Thoughts on why speed and performance are crucial to time-series databases ingestion and analysis, originally posted in The New Stack.
Good data from the past helps us make better decisions in the present.
Most of the data that exist today were created within the past ten years, and human data output is only going to grow aggressively from there. The International Data Corporation predicts that the total collected sum of human data will reach 175 zettabytes by 2025. One zettabyte is a billion terabytes of course, or a trillion gigabytes, depending on which mind-bending measurement you prefer.
While we have no issue storing and collecting this data, the real trick lies in how we process it. Forrester data says as much as 73% of the data within an enterprise goes unused for analytics, a huge missed opportunity to capture and process data effectively. That’s why a number of teams are working on competitive products to make data more useful.

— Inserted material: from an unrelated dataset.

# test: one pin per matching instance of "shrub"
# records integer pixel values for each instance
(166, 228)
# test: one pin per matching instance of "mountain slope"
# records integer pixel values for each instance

QuestDB is concerned with capturing time-series data in particular, which lets us represent and understand change over time. Time-series data might pertain to changes to the weather, changes in a machine’s performance, or even changes in your own weight. But quite unlike weighing yourself once a day and storing those standalone states in a database, time-series data calls for capturing every single tiny fluctuation in your weight, up or down, whenever you sweat, get sick, eat a meal, or use the bathroom.
Processing this category of data calls for a high-performance system that can quickly manipulate lots of individual data points to turn that data into a decision-making aid. Performance is uniquely important to time-series data for the following reasons.
It’s at the heart of connected devices, the Internet of Things, autonomous cars, financial services, and even server farm monitoring. Rather than capture a single data point, time-series data calls for capturing tens of thousands of data points. But it doesn’t even stop there — not only does time-series data keep growing and never stopping, but it can grow in bursts, generating lots of readings in a short amount of time.
A weather station capturing time-series data about wind speed might record zero for a long time. But as soon as it gets windy, you’ll get thousands of measurements per second because the measurement is changing a lot. It takes a high-performing system to capture and record it effectively.
Time-series data is everywhere a modern technologist looks, and the tools for managing it effectively are a little specialized. Otherwise, the exploding need for processing power and the simultaneously reduced availability of it becomes a supply and demand problem.
Improvements in processor power are going to slow down while data continues to propagate exponentially. We’re facing a big problem in our quest to process and analyze all of this data, and throwing more server racks of improved CPUs at the problem will no longer cut it. The lack of performance improvements on the hardware side coupled with exploding costs for companies doesn’t help anything either. Hardware is tapped out.
That’s why it’s time to focus on the other side of this equation: the software. The solution is to write leaner code that’s more hardware-efficient and extracts performance gains from having the software tuned so effectively. This kind of software is less reliant on the hardware side for its capabilities, opens up new possibilities for harnessing data, and operates in real time without any lag.
Moore’s law is approaching its physical limit because it’s only possible to fit so many transistors into an integrated circuit — most of the performance to data has come from hardware, indirectly giving developers permission to write lazy, bloated code. But there is much less room for optimizing hardware these days. Chip manufacturers are approaching a time when they’d need a new physics to improve on today’s modern processors. That means it’s time to focus on improving the software.
However much data you store and process today, you’re only going to have more data tomorrow. If you want to process increased volumes of information in the same amount of time, then you need more computing resources, going from one to two or more servers as your needs increase. But not only will you pay more to your cloud service for this, you’ll also pay your database provider for additional software licenses.
The question becomes: how much value do you actually get out of each machine? If one can handle a billion data points, then you know you’ll need a new machine for each additional billion. But if you can get 100 billion data points for each new machine by using higher-performance software, then you have a really reduced cost for each machine. You furthermore end up needing fewer of them.
Performance in time-series data is about helping you reach the best decision as effectively as possible. That’s why QuestDB is glad to be building high-performance time-series data solutions that are significantly faster than the competition.